What does General Mitchell think of the film and your career at this point? ^ Both my parents were a little alarmed at first. The turn my career was taking after illustrious Broadway musicals and such. I was sort of getting bored and they thought I was going off the deep end or something. It took them awhile to come and see it, they were a little scared of it. They still can’t really discuss it at length, but I think the outside approval has helped them. You know, you kind of have to go to Japan sometimes to be a rock star. Now they’re very proud and they were at Sundance wearing the foam wigs at the concert, you know General Mitchell and the wig, So, now they’re very excited, the whole extended family is into it. My mom is from Scotland and we’re going to be premiering at Edinburgh at sort of a British premier. So that will be kind of a homecoming for us.

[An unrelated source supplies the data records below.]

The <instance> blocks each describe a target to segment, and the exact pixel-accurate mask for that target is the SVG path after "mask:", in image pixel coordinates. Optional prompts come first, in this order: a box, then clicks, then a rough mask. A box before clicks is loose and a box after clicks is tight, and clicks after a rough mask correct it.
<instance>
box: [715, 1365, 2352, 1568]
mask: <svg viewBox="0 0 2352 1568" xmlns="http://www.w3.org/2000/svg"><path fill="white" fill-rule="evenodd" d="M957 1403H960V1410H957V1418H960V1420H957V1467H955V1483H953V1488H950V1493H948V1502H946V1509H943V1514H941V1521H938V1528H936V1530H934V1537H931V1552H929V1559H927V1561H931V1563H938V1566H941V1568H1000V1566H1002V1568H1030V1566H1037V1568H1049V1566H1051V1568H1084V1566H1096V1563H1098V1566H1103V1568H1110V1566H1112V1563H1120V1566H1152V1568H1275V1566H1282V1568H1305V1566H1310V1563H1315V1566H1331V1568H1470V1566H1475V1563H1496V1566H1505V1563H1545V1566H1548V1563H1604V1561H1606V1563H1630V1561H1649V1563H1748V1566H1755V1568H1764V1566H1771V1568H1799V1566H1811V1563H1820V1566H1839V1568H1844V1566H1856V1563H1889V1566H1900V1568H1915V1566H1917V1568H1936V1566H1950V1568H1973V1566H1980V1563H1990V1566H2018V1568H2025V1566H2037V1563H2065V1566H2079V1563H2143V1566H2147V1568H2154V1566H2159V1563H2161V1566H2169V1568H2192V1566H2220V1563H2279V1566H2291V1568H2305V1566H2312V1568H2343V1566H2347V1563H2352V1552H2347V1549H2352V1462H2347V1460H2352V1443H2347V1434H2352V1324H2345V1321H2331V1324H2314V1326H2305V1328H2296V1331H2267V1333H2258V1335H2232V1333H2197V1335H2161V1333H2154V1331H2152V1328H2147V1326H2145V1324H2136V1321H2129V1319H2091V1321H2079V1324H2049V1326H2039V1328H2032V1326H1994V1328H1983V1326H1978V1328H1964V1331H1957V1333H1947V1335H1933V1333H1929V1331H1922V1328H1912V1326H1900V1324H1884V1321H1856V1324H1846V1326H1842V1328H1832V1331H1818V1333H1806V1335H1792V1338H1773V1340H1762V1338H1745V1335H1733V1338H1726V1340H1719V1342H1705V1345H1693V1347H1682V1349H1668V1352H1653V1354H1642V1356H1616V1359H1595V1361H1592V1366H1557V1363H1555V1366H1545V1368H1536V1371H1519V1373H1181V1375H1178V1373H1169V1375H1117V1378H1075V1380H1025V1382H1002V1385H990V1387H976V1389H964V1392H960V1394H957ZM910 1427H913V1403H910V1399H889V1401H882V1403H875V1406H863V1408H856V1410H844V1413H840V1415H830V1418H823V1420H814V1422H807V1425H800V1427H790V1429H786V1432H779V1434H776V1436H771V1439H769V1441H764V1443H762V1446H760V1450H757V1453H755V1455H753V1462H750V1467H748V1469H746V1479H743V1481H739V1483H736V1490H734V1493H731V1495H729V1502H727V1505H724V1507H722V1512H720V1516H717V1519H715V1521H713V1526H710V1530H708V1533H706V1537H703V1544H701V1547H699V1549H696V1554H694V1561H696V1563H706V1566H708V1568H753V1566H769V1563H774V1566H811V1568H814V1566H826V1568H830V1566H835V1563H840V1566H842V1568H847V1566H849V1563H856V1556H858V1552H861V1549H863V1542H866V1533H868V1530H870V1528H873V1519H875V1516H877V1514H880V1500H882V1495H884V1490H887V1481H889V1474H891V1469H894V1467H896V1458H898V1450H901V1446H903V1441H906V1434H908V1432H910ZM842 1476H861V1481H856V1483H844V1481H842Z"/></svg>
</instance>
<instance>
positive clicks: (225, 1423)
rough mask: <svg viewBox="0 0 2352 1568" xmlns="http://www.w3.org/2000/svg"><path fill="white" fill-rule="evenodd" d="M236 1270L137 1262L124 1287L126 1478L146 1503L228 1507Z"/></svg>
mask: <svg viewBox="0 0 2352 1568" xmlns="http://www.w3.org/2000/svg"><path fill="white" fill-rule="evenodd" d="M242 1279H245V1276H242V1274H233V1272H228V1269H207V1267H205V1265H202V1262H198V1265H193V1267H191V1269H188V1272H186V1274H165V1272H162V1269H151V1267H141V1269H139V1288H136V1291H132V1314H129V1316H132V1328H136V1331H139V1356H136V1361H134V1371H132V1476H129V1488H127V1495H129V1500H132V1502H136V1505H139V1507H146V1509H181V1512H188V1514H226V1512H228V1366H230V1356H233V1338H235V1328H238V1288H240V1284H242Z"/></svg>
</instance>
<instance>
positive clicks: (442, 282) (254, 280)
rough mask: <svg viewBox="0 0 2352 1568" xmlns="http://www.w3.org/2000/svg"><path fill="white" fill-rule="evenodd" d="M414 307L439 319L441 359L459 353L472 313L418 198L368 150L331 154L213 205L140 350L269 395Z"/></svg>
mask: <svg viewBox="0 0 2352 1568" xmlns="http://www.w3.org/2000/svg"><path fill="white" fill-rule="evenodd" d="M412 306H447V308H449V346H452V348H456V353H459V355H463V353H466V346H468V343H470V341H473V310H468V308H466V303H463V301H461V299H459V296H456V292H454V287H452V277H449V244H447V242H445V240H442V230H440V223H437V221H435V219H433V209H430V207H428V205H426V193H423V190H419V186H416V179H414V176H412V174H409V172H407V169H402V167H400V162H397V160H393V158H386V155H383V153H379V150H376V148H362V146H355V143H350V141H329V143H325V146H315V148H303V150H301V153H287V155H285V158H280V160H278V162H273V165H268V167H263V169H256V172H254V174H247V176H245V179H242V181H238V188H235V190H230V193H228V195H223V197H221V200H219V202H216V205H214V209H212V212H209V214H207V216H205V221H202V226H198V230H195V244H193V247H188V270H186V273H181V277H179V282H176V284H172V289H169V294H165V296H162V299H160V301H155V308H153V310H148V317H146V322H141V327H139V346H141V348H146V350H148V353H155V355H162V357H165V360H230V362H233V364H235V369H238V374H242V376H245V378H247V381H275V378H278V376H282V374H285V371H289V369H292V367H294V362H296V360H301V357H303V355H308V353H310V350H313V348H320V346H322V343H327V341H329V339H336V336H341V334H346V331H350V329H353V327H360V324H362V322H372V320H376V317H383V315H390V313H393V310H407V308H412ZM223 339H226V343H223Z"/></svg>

I’ve read the bio, seen the movie, listened to the music, but can you tell me something about yourself that’s not in your official bio that might surprise us? ^ I guess, well talking about Scotland, I was in boarding school there when I was ten. Like a Benedictine boys low-rent boarding school, and there was a music ban. There was no music allowed except church music, and a couple of highland flames, know what I mean? I smuggled in a couple of things, but I remember clearly the song “Fox on the Run” by Sweet. It was heyday of glamrock on Britain. I was the librarian, so the only place I could play it was on the library record player, which was reserved for Gregorian chants, and whatever was available. I remember going in there with my headphones in the library surrounded by the lies of deceit dancing like a madman alone. ^ There’s something informative about that period in another way, because my first role that I ever played in a play or a musical, since it was a boys school, I was given the coveted role of the Virgin Mary in the nativity musical. So that may have been the beginning of the end for me.
Can you pinpoint the band that you might have open if Hedwig ever went on a World Tour? ^ Well, I know who I’d love to open for, Hedwig has opened for a lot of people over the years. (Laughs) That’s a joke by the way. I’d say opening for us, a lot of these people might find it an insult to open for anyone…
What about if you could open for anyone? ^ I think if I could open for someone, my favorite band would be the Pretenders. They’re one of my top five bands ever. Pretenders or the Violent Femmes.